Anna Barbara Zellweger
Anna Barbara Zellweger was a Swiss political adviser and the wife of landammann Jacob Zellweger of Trogen. She is known for her political correspondence and her role as a personal counsellor to her husband on political matters during the turbulent period of the late 18th and early 19th centuries.
Early life
Anna Barbara Zuberbühler was born on 27 May 1775 in Speicher as the second child of Johann Georg Zuberbühler, a physician and councillor, and Katharina Barbara Tobler. She was the granddaughter of Johann Jakob Zuberbühler, a physician and landammann, and the elder sister of Johann Ulrich Zuberbühler, a merchant and councillor in Speicher. Little is known about her childhood and youth, except that she became an orphan at the age of 10 when her father died.Marriage and family
After her sister Catharina Barbara Zuberbühler married Michael Tobler, a thread merchant and arsenal superintendent, in 1791, Anna Barbara married Jacob Zellweger in 1793. Her husband had been managing, since 1792, an international textile trading company in Trogen and Genoa together with his father Johannes Zellweger and two of his brothers, including the future philanthropist Johann Caspar Zellweger.
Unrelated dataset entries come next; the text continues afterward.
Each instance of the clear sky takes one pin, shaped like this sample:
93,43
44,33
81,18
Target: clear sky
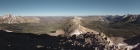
69,7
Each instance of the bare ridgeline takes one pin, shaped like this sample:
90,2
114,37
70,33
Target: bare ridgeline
73,36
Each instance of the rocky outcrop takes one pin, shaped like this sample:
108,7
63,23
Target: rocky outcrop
131,18
87,41
10,19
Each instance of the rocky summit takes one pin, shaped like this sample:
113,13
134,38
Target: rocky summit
88,41
10,19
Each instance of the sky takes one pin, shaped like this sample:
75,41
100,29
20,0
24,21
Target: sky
69,7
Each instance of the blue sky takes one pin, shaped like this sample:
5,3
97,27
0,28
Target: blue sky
69,7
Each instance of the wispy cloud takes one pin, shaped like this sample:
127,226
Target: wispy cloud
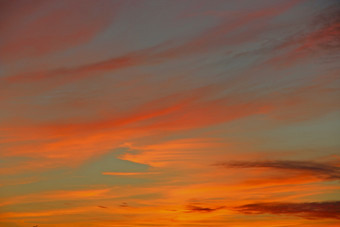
323,170
309,210
201,209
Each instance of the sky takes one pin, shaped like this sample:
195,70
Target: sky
169,113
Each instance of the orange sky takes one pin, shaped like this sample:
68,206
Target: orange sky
169,113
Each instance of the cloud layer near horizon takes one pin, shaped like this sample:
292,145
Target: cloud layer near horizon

From 1802 to 1818, Jacob Zellweger served as landammann of Appenzell Ausserrhoden and as a delegate to the Diet. From the first decade of the 19th century, Anna Barbara Zellweger and her sister Catharina Barbara Tobler lived in Trogen with their families.Over the course of their 22-year marriage, Anna Barbara gave birth to 17 children: 11 daughters and six sons. Eight of them survived to adulthood, including Jacob, Ulrich, and Salomon Zellweger. She died in childbirth at the age of 40 on 27 November 1815.